Volkswagen dealers in the United States still have some 2015 diesel Jetta, Passat and Beetle cars for sale.

Bernstein analysts wrote in a note on Sunday: “This is not your usual recall issue, an error in calibration or even a serious safety flaw.

“There is no way to put an optimistic spin on this – this is really serious.”


The feature, which the EPA called a “defeat device,” masks the true emissions only during testing. When the cars are on the road, they emit as much as 40 times the level of pollutants allowed under clean air rules meant to protect public health.

EPA enforcement officer Cynthia Giles said on Friday the cars in question “contained software that turns off emissions controls when driving normally and turns them on when the car is undergoing an emissions test”.

“Using a defeat device in cars to evade clean-air standards is illegal and a threat to public health.”

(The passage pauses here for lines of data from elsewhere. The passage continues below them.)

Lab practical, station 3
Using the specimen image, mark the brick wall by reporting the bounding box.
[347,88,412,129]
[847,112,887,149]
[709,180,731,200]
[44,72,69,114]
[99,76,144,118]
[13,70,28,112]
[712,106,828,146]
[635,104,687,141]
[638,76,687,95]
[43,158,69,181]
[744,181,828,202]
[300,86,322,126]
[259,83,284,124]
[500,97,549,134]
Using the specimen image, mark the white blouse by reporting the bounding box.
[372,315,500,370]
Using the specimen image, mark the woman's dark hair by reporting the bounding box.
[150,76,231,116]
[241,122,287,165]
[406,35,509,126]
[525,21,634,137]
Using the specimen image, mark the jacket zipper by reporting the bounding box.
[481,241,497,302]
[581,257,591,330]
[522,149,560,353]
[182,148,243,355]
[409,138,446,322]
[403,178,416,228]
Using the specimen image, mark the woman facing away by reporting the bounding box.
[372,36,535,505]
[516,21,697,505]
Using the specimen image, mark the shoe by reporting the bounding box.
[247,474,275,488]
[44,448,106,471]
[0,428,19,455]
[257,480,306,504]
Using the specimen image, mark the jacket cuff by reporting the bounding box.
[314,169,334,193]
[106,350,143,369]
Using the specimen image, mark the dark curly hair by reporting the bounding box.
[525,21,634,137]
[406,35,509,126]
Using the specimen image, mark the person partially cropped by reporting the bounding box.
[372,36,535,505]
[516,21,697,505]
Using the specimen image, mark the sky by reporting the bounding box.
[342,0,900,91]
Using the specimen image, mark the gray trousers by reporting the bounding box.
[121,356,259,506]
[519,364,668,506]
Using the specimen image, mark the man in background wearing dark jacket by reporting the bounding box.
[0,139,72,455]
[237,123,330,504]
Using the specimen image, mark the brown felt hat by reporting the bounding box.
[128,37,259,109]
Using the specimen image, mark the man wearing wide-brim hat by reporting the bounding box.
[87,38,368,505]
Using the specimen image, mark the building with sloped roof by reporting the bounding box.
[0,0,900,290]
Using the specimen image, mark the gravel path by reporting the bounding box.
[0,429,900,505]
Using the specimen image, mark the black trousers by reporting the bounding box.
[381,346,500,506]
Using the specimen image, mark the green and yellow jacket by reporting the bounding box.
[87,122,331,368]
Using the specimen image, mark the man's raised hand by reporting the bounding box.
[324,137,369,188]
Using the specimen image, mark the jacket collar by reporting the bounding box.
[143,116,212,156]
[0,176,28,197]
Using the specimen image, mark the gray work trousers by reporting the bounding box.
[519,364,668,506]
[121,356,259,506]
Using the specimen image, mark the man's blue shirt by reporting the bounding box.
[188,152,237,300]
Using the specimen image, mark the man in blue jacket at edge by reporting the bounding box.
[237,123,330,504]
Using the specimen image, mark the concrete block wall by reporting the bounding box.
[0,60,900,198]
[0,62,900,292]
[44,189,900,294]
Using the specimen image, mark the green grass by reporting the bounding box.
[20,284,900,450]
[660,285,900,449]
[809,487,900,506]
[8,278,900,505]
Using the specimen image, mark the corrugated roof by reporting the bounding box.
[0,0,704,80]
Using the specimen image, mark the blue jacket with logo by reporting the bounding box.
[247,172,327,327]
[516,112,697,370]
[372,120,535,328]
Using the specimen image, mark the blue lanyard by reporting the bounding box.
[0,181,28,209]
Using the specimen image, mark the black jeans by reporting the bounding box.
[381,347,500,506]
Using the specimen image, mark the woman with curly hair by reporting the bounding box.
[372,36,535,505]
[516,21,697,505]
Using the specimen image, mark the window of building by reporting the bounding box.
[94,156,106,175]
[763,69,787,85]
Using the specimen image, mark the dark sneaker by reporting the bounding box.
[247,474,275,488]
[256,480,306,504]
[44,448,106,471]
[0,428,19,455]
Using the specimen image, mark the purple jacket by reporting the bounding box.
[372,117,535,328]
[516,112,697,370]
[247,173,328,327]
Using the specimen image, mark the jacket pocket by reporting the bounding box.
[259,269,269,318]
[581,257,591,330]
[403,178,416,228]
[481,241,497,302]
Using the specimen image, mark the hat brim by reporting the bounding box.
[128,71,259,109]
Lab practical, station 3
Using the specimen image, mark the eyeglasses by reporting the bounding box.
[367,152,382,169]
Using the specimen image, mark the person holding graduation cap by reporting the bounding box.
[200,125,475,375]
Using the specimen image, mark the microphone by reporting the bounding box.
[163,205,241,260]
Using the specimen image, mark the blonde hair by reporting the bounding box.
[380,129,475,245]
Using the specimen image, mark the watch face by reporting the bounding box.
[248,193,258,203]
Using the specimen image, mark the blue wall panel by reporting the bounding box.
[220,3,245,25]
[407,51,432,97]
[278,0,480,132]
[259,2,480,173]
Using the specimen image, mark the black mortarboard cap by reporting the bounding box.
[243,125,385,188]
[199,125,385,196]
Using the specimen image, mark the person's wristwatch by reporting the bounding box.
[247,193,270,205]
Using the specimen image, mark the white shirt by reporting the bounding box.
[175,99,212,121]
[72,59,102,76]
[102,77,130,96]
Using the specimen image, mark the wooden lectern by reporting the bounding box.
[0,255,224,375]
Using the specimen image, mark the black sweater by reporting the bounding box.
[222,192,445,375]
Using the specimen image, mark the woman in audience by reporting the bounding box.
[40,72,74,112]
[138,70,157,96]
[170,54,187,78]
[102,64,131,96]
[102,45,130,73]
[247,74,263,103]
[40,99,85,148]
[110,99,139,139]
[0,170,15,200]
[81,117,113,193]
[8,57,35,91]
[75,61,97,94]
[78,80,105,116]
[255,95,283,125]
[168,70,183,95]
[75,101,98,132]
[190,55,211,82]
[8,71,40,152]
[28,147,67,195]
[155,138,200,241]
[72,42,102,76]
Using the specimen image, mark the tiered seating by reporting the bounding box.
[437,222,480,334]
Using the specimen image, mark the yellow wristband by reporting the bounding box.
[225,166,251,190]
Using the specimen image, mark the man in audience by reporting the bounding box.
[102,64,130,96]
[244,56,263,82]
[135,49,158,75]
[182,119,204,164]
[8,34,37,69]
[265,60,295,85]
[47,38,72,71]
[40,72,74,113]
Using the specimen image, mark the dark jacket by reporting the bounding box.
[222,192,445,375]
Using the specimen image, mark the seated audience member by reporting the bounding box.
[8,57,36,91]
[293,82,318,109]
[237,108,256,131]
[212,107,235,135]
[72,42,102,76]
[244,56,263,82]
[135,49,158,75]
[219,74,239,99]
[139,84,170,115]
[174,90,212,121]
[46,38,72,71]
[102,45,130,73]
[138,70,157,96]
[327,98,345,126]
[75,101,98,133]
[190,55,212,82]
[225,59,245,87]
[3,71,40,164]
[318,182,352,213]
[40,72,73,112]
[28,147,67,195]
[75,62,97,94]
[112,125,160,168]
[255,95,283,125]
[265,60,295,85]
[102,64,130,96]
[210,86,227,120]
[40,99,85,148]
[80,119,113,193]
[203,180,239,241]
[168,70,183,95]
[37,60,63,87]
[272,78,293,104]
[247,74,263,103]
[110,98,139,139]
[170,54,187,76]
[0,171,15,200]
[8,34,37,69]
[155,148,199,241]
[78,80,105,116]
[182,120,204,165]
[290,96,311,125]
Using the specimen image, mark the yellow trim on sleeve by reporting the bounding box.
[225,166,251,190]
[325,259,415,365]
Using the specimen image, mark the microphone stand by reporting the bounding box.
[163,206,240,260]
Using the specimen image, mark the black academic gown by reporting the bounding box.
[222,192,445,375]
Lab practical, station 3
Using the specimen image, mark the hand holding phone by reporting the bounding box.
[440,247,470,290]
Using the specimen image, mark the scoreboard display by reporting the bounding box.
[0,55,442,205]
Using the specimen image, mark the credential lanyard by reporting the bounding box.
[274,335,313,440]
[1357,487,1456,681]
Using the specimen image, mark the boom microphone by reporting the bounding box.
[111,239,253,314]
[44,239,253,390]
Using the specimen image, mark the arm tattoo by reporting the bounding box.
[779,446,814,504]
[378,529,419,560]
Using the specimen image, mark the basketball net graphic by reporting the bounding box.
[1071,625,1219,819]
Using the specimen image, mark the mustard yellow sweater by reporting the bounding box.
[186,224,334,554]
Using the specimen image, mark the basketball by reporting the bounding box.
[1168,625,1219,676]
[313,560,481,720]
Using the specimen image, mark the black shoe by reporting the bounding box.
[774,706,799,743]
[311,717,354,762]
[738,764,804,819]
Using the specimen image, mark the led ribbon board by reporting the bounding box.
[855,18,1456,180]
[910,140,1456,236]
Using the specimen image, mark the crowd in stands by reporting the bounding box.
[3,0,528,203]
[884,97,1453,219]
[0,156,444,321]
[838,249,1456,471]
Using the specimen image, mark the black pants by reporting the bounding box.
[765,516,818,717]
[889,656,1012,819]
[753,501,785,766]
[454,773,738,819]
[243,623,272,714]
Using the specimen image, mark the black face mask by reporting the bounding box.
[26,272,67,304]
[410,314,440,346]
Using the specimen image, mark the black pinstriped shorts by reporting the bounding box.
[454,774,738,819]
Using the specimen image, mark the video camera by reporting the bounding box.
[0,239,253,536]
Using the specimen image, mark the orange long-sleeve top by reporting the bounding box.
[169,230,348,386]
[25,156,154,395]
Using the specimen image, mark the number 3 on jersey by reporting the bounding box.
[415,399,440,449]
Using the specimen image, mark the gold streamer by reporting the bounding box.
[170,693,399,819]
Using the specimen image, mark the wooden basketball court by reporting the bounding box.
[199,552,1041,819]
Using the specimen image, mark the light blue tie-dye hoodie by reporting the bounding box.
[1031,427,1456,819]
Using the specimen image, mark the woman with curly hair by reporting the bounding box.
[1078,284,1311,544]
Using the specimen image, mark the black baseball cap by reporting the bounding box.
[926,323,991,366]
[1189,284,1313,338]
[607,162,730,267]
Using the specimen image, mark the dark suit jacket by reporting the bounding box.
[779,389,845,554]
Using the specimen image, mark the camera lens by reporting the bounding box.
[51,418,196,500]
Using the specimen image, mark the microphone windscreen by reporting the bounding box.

A Volkswagen spokesman said on Sunday: “We have admitted to it to the regulator. It is true. We are actively cooperating with the regulator.”

About 482 000 four-cylinder VW and Audi diesel cars sold in the United States since 2008 are involved in the allegations.

Volkswagen could face a civil penalty of $37 500 (R500 000) for each vehicle not in compliance with federal clean air rules. If each car involved is found to be non-compliant, the penalty could be $18 billion (R240 billion).

Both the EPA and the California Air Resources Board have launched investigations into the matter. The EPA has also referred the case to the US Department of Justice.


The origin of the case was a report last year by the International Council for Clean Transportation and West Virginia University that documented elevated emissions from some Volkswagen cars.

The cars in question could emit as much as 40 times the legal standard of nitrogen oxide, the report said.

When regulators initially raised the issue with Volkswagen, the automaker blamed the elevated pollution on “various technical issues and unexpected in-use conditions.”

In December 2014 it began a voluntary recall of about 500 000 cars, but regulators broadened their probe when the cars continued to pump out excess emissions after the recall, despite showing some improvement.

At that point, The EPA told Volkswagen it would not approve the company’s 2016 models “until Volkswagen could adequately explain the anomalous emissions and ensure the agencies that the 2016 model year vehicles would not have similar issues.

“Only then did Volkswagen admit it had designed and installed a defeat device in these vehicles in the form of a sophisticated software algorithm that detected when a vehicle was undergoing emissions testing.”